The grant is one of hundreds that the FAA announced Tuesday as part of its annual Airport Improvement Program (AIP). This year, $477 million in grants for infrastructure projects will be distributed across the U.S.
The new taxiway will span 750 feet to connect airport tenants at the southeast corner of the airfield – private fliers and other non-commercial tenants – to a nearby runway. To comply with FAA standards, it will be wider and further away from planes that land on the runway, said Russ Handy, director of the City’s Aviation Department.
Construction could start later this year or early 2020, Handy estimated, and will have “very low visibility for your everyday traveler.”
The grant is part of a multi-year improvement program for the airport, Handy said, which was approved by City Council this summer and will be funded through various sources. Handy said he expects another $6.5 million will come soon from the FAA to fund another taxiway.
While San Antonio receives routine funding from the FAA, these types of grants are competitive, he said. “This is a project they see value in,” he said of federal officials.
Two other Texas airports also received FAA grants for infrastructure improvements, including Tyler Pounds Regional Airport in Tyler ($100,000) and Fort Worth Alliance Airport ($8 million).
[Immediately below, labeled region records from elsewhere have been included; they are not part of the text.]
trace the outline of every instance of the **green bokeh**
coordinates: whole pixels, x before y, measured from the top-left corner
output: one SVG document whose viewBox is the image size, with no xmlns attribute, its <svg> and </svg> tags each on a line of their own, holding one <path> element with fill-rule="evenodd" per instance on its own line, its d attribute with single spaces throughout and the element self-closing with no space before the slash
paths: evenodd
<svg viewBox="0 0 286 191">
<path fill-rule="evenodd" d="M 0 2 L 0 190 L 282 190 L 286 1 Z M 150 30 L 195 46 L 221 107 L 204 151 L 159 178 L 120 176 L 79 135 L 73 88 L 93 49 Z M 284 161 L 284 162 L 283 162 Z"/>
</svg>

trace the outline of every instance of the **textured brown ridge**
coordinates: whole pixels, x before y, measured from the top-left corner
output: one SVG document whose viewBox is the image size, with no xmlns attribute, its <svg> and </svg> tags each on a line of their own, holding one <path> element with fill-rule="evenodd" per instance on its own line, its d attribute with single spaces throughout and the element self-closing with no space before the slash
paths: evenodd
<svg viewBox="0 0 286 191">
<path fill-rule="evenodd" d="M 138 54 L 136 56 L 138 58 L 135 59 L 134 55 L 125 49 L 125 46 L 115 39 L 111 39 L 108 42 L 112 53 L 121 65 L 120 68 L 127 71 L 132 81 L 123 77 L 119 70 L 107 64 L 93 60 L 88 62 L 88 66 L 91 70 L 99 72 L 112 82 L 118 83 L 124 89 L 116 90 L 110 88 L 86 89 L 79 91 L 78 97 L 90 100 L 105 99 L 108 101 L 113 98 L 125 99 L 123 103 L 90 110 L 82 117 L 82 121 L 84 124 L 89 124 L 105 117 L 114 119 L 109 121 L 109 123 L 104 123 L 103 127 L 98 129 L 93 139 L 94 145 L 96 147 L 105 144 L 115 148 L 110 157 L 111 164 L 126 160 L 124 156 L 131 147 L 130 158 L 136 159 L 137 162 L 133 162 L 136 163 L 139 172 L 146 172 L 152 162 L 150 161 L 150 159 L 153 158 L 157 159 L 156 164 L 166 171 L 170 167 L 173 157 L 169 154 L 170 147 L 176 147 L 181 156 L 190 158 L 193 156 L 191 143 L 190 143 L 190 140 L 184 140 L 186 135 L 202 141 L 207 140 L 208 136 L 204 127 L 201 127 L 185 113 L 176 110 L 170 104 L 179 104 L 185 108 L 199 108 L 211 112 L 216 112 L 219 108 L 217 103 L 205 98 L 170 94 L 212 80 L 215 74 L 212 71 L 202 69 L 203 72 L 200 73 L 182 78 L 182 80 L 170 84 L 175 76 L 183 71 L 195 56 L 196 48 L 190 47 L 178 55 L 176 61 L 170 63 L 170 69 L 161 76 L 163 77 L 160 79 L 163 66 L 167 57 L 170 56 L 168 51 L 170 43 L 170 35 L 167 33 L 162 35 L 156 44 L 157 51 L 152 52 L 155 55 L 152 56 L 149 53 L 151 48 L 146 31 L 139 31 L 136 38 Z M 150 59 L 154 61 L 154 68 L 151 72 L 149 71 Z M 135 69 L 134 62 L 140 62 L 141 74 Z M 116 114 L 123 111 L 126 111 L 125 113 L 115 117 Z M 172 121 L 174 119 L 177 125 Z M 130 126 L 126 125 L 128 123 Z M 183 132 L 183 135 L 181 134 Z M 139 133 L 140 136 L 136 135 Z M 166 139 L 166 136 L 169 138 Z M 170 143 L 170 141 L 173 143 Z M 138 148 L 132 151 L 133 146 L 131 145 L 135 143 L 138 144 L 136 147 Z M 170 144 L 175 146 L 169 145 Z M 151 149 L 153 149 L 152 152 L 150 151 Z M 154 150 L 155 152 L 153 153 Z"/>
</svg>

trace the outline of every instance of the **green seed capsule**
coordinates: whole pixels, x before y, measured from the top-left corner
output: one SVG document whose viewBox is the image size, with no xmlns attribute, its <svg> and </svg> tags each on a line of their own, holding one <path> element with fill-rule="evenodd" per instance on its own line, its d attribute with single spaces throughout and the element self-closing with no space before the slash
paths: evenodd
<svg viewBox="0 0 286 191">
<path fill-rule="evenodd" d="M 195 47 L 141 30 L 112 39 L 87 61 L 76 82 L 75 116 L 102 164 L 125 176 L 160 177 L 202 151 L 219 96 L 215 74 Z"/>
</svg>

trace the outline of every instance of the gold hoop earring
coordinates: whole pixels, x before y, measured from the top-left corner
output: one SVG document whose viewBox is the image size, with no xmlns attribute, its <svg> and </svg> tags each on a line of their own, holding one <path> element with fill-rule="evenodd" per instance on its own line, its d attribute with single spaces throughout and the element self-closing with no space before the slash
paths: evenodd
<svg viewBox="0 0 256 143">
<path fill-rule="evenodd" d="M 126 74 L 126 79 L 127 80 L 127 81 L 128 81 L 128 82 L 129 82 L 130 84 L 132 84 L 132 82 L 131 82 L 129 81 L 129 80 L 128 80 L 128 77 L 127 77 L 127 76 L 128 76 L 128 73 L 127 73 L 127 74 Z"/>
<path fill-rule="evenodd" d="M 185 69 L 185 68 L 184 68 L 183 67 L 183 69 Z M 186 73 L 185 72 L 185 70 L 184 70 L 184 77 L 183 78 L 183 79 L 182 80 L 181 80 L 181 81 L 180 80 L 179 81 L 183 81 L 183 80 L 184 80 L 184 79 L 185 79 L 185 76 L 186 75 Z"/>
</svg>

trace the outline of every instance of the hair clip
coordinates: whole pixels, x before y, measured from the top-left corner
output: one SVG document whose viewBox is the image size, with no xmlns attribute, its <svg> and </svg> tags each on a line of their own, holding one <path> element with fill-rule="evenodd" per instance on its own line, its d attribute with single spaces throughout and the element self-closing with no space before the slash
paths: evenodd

The largest Texan allocation through the AIP program so far this year was $50 million for the Texas Department of Transportation through the FAA’s State Block Grant Program, which allows the department to assume responsibility for AIP grants for “nonprimary commercial service, reliever, and general aviation airports,” according to the FAA’s website. Click here to see the full list of year-to-date AIP grant allocations.
San Antonio’s airport hosted more than 10 million passengers in 2018, a record-breaking year. But earlier this year, Air Canada canceled its much-heralded nonstop service between San Antonio and Toronto that began in 2017. Frontier Airlines also withdrew more than a dozen routes in San Antonio.
Meanwhile, the City and local business leaders are developing a multimillion-dollar airport expansion plan to accommodate the future city’s air travel demands.
The grant received Tuesday was not considered to be impacted by a federal investigation of City Council’s vote to remove Chick-fil-A from an airport concessions contract, Handy said. The City paused nearly $14 million in grants in May until a better scope of the investigation by the FAA’s Office of Civil Rights emerged.
The FAA’s guidance, in this case, he said, “is don’t slow down anything you’re doing.”